San Antonio, Texas, the city of the Alamo, was the location of the 2016 Near East Archaeological Society (NEAS) annual meeting. The meeting affords biblical archaeologists an opportunity to renew acquaintances and engage with new members. Additionally, since we are in partnership with the Evangelical Theological Society (ETS), we are part of a group of evangelicals meeting together to share our research efforts supporting the veracity of the Scriptures. Over 2,600 men and women descended on three hotels sitting on the 'Riverwalk' hosting the various meetings. Of course, walking the 'Riverwalk'-or, as many did, taking the boat tour-was definitely a must-do event for the attendees. The availability of different restaurant venues made it difficult deciding on where to get dinner. Finding a great Mexican restaurant with real Mexican food was very easy, and yes, it was definitely authentic!

Restaurants and great sightseeing were only a small part of the annual meeting. Over the course of three days, attendees were afforded a selection of over 500 different sessions on Scripture, theology, spirituality, philosophy, hermeneutics, etc., and, of course, biblical archaeology.

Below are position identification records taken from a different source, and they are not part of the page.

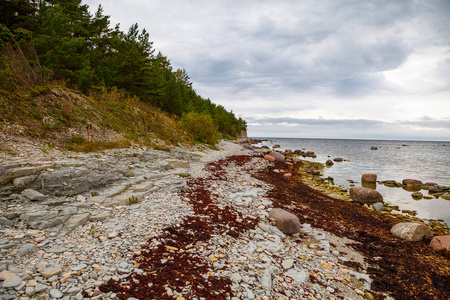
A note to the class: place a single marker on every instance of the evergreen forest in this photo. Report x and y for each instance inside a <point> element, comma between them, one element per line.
<point>48,41</point>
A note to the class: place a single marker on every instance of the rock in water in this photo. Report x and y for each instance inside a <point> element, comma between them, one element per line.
<point>277,155</point>
<point>288,223</point>
<point>369,177</point>
<point>365,195</point>
<point>411,231</point>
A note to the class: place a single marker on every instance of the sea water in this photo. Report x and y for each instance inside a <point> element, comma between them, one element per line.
<point>393,160</point>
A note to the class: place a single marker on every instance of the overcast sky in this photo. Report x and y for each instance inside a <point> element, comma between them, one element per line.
<point>325,69</point>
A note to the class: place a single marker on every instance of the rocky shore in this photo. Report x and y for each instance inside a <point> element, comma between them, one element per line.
<point>186,224</point>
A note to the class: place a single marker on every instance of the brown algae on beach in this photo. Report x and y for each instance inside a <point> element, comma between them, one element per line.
<point>404,270</point>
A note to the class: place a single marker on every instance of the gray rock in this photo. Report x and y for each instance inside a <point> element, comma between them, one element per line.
<point>56,293</point>
<point>100,216</point>
<point>288,223</point>
<point>12,282</point>
<point>299,276</point>
<point>33,195</point>
<point>30,291</point>
<point>287,263</point>
<point>277,155</point>
<point>51,271</point>
<point>365,195</point>
<point>411,231</point>
<point>266,280</point>
<point>75,221</point>
<point>236,278</point>
<point>57,249</point>
<point>40,287</point>
<point>23,181</point>
<point>5,222</point>
<point>378,206</point>
<point>26,249</point>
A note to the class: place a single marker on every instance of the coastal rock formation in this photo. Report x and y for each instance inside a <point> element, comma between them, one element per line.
<point>417,195</point>
<point>411,231</point>
<point>413,182</point>
<point>365,195</point>
<point>311,154</point>
<point>369,177</point>
<point>269,158</point>
<point>277,155</point>
<point>440,243</point>
<point>288,223</point>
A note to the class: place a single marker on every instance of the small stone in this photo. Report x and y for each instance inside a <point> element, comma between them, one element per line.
<point>237,278</point>
<point>12,282</point>
<point>29,291</point>
<point>81,198</point>
<point>51,271</point>
<point>288,223</point>
<point>41,287</point>
<point>6,274</point>
<point>378,206</point>
<point>5,222</point>
<point>113,234</point>
<point>411,231</point>
<point>287,263</point>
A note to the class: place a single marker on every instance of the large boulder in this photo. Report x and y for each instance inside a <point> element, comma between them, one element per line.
<point>369,177</point>
<point>277,155</point>
<point>414,182</point>
<point>365,195</point>
<point>269,158</point>
<point>287,222</point>
<point>411,231</point>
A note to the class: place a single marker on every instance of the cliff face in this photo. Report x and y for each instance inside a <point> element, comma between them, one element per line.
<point>243,134</point>
<point>57,114</point>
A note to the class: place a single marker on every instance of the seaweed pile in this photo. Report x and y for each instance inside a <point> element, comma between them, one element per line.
<point>404,270</point>
<point>171,262</point>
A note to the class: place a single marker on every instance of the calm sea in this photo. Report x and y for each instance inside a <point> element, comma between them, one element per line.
<point>394,160</point>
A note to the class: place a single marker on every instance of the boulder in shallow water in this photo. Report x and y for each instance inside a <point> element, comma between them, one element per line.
<point>277,155</point>
<point>411,231</point>
<point>288,223</point>
<point>378,206</point>
<point>269,158</point>
<point>365,195</point>
<point>369,177</point>
<point>413,182</point>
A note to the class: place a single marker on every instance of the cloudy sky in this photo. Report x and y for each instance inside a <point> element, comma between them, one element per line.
<point>312,68</point>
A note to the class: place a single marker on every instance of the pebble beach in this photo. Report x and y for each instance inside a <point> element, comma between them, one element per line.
<point>142,235</point>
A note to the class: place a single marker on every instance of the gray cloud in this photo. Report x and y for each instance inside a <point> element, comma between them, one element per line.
<point>306,59</point>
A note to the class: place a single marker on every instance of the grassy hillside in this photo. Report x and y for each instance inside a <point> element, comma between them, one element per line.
<point>66,118</point>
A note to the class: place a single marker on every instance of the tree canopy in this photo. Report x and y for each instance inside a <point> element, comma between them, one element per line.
<point>85,52</point>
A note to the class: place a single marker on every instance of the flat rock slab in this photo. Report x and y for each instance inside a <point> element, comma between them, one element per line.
<point>411,231</point>
<point>365,195</point>
<point>33,195</point>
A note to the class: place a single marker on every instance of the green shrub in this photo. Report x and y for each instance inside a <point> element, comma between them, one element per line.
<point>200,127</point>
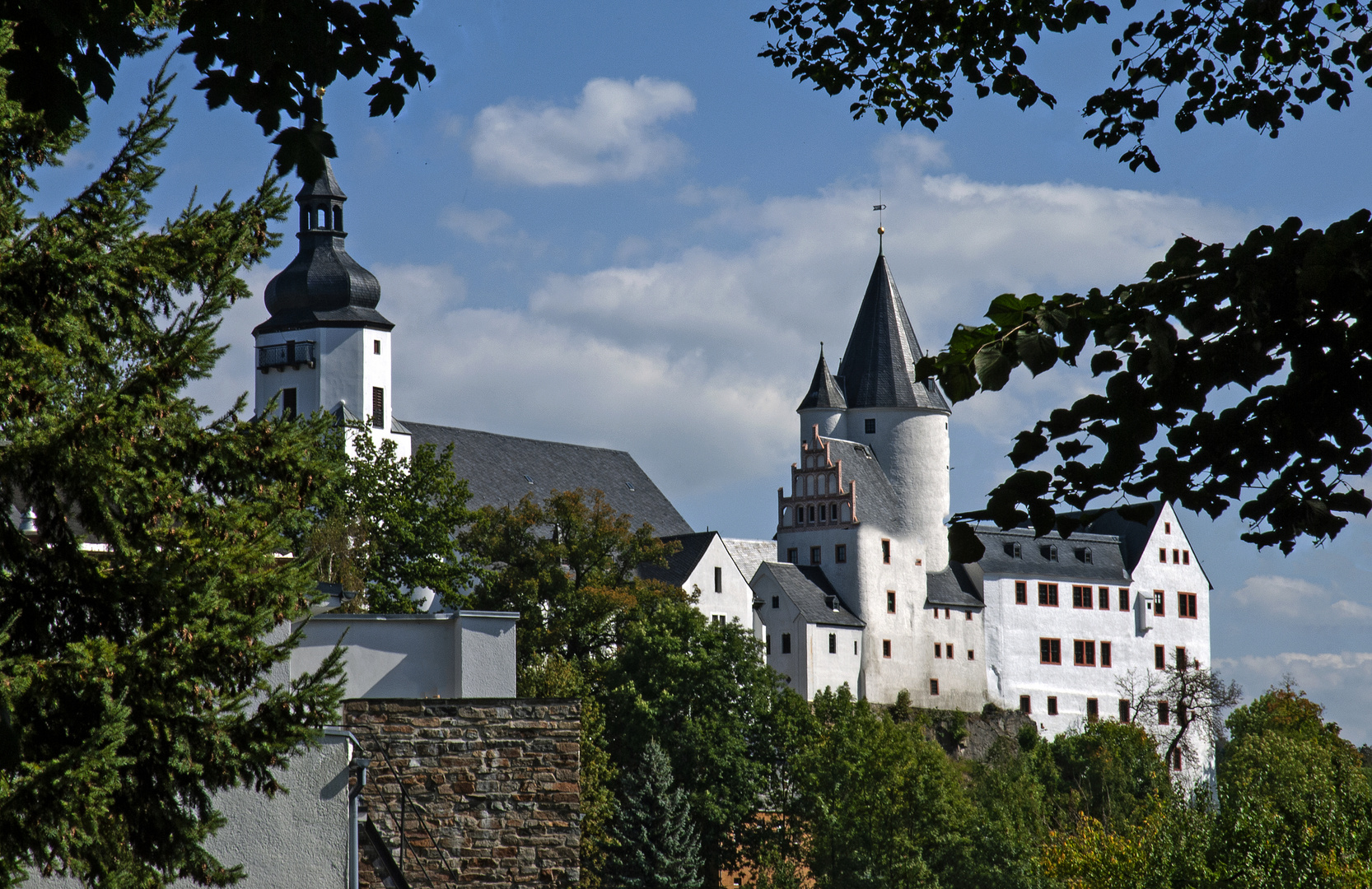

There were 20 NEAS sessions presented during these hectic days, not to mention the ability to spend some time in the exhibit hall where various ministries and publishers presented their wares. Of course, there were some great bargains; in some cases, up to 60% off the regular prices (we had Black Friday early!).

The Associates for Biblical Research was well represented with Bryant Wood, Boyd Seevers, Abigail Leavitt, and Scott Stripling presenting papers, and myself serving as the program chair for the event. We had a wide range of topics. The first two sessions focused on Old Testament archaeology, while the two sessions on Wednesday focused on the meeting theme: 'The Archaeology of Worship.' The final session on Thursday afternoon was a catch-all for various miscellaneous topics. While all the presentations were informative, one of my favorites was the presentation on the route of the Ark of the Covenant during its movement from Shiloh to Jerusalem via three stops (first in the hands of the Philistines, then at Beth-shemesh, at the house of Abinadab at Kiriath-jearim, and then at Perez-uzzah and the house of Obed-edom the Gittite) prior to being taken into Jerusalem. The presentation discussed the possibility that a terminus had been built to commemorate the Ark at the three locations after the return from the control of the Philistines. This is an interesting suggestion. In another presentation, Bob Smith from Mid-Atlantic Christian University showed us a beautiful icon from the second century of a pilgrim carrying a book, probably a Bible.

During the annual Board of Director's (BOD) meeting we had a special presentation for Dr. Edwin Yamauchi, who is retiring from attending the meetings. The BOD, in recognition of Dr. Yamauchi's long and committed service to biblical archeology and his profession in the areas of teaching, research and service, conferred upon Dr. Edwin Yamauchi the title and position of President Emeritus.

Next year, the NEAS conference will be held in Providence, RI from November 15-17, 2017, the week before Thanksgiving. The theme for the meeting will be the 'Archaeology of Reformation in Scripture.' I hope to see many of you in the audience in Providence. RI.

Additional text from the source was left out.